And that's a good thing. It was bought with private donations, and by all accounts is an extremely nice piece of property with about 10 miles of river frontage on the pristine Devil's River.
Here's the article from the Statesman:
Up river, there's already the Devil's River State Natural Area. That area has about a mile of river frontage. There's great fishing in that area, particularly for fishers of the fly. Years ago, smallmouth bass were found to be able to live in the cool waters year round, and in the absence of any real fishing pressure, they flourished. I've read that largemouth bass, catfish and a variety of panfish are also found in the Devil's.
There was a recent feature article in Southwest Fly Fishing magazine wherein the intrepid writer and a buddy came to Texas, rented a 4wd in San Antonio and headed south to the Devil's.

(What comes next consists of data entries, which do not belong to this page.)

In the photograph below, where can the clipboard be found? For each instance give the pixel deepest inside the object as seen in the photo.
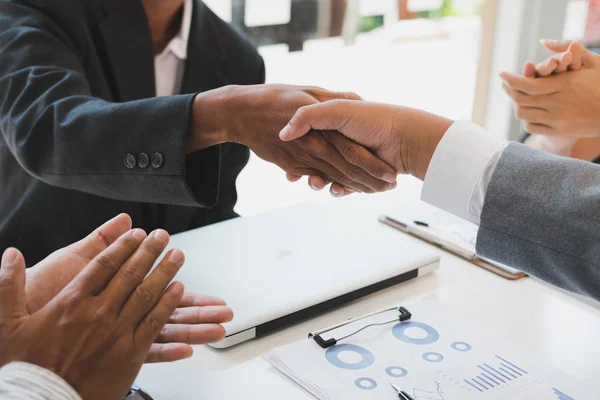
(453, 248)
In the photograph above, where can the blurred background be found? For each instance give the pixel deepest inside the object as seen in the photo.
(442, 56)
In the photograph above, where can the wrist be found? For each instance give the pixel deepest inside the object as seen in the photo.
(421, 133)
(210, 121)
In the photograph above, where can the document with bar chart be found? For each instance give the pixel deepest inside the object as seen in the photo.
(431, 357)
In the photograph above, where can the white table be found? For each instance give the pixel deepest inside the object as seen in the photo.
(561, 329)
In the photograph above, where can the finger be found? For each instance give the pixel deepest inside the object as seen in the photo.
(326, 95)
(564, 60)
(357, 155)
(534, 115)
(520, 98)
(191, 334)
(133, 272)
(328, 116)
(557, 46)
(146, 295)
(200, 300)
(169, 352)
(530, 70)
(292, 177)
(102, 269)
(155, 320)
(333, 174)
(202, 315)
(529, 85)
(338, 190)
(101, 238)
(579, 54)
(539, 129)
(317, 183)
(12, 285)
(547, 68)
(349, 158)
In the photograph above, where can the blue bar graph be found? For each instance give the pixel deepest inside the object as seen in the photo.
(506, 371)
(470, 384)
(512, 369)
(494, 375)
(511, 364)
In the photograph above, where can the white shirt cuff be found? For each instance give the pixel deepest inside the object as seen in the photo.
(22, 381)
(461, 169)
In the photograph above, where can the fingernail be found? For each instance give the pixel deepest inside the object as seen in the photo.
(176, 257)
(139, 234)
(389, 178)
(285, 132)
(161, 236)
(549, 41)
(9, 256)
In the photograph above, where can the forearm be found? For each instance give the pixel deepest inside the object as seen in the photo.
(537, 212)
(559, 145)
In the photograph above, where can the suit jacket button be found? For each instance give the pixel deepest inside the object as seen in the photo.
(157, 160)
(130, 161)
(143, 160)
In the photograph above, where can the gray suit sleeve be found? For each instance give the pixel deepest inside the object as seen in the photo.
(542, 215)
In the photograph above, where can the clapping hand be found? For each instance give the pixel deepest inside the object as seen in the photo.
(96, 332)
(197, 320)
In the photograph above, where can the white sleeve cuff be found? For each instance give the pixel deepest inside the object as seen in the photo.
(461, 169)
(22, 381)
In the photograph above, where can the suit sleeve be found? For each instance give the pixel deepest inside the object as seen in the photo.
(541, 214)
(64, 136)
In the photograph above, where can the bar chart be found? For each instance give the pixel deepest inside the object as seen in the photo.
(495, 374)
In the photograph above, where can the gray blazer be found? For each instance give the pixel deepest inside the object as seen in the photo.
(542, 215)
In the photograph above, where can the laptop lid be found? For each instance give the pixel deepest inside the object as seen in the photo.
(277, 268)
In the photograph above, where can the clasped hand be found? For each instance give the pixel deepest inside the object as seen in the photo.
(254, 116)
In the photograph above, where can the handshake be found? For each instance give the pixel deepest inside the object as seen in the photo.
(334, 138)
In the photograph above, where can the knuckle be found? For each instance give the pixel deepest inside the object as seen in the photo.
(352, 96)
(107, 262)
(518, 97)
(103, 317)
(354, 173)
(129, 274)
(144, 295)
(302, 114)
(154, 325)
(351, 154)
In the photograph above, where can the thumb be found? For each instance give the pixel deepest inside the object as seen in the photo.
(582, 57)
(330, 116)
(557, 46)
(530, 70)
(12, 285)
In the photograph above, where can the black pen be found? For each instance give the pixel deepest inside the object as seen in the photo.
(402, 395)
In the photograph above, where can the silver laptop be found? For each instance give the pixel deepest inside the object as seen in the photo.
(278, 268)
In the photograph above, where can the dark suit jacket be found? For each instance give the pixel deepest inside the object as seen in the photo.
(77, 94)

They hired a guide, and he has access or owns a lot in a subdivision that is on the Devil's River. But to get to the guide's place, you had to traverse a "river road" some miles in length that actually required driving in the river, yes, in the river, over some pretty tough terrain.
Although I've never been there, I hereby swear to change that fact sometime in the first half of 2011. I do know from extensive reading and from talking with friends who have canoe'd or kayaked the Devil's or have fished at the State Natural Area and in the Dolan Falls area, that EVERYTHING in and around the river scratches, bites, scrapes, sticks, pricks, cuts, rips and otherwise damages you and your gear. Nature in that area is equipped to survive, and the Devil's is literally an oasis in the middle of South Texas semi-desert country. Surface water in that part of Texas that is not "seasonal" is a rarity, and thus abundant wildlife can be found all around the Devil's River ecosystem.
The Devil's River has long been proclaimed the cleanest river in Texas. To the east of the Devil's River lies the "Country of 11oo Springs", as said for years in advertisements for Pearl Beer, which was brewed with "clear spring water" from the aforesaid "Country of 1100 Springs".
But to the west of Rocksprings, there are not near as many year round creeks or rivers as there are to the east. So the Devil's River is literally an oasis in that part of Texas.
It's not just environmentally tough. Here's some links to previous posts I've made about the Devil's River with and other links including a great article by Joe Nick Patoski. http://www.joenickp.com/water/devilsriver.html.
3 Cool Texas fishing spots
Joe Nick Patoski
Southwest Fly Fishing
And here, where I seem to forget about the State Natural Area as a fishing option but I regale you with why Billy Ray and I won't be kayaking the Devil's River, or any River for that matter. More Devil's River and Kayaking Musings
There was also at least one website talking about the not too distant past of perhaps 15 or 20 years ago when a fellow who I think is a guide there was beseiged with gunfire from a hidden gunman, who apparently wasn't kidding.
So it's still the wild west in some parts. Landowners in many parts of Texas are mighty serious about folks not setting foot on their riverbank, and many consider the old Spanish common law rule that the landowner owns the land to the middle of the river to be the law of the land, which it is not. I know I've heard stories about barbed wire in the past across the Devil's, and I've personally seen barbed wire across a river on the Medina and the James Rivers. Many times.
I've heard tell of river runners on the Devil's being greeted by long arm bearing landowners and advised to keep on paddling. I know it's happened on other rivers but this is one place it could be likely to happen.
I have a aquaintance that bought a five acre lot that has about 1000' of river frontage on the west bank of the Devil's about 10 years ago. At $50K, it was a bargain, considering it came with a fairly decent trailer that was mounted on a elevated platform like a beachhouse. I saw pictures of his place, and there were several nice deep pools in the river fronting his place.
Apparently it is an arduous trek to get to many of the locations on the Devil's River, which of course is why it is still a nice place. Although my land owning friend didn't have to drive through the river to get to his land, he did say that he had to travel about 25 miles over a variety of trail-like roads and private right of ways to get to his place.
As I recall, it's about a 15 or 20 mile drive on a bad unpaved "road" to get to the State Natural Area, but Billy Ray says he's ready to go for it in his new 4WD Jeep.
More later about the Devil's River.
And Merry Christmas to all of you of my persuasion. And for all others, Happy Holidays!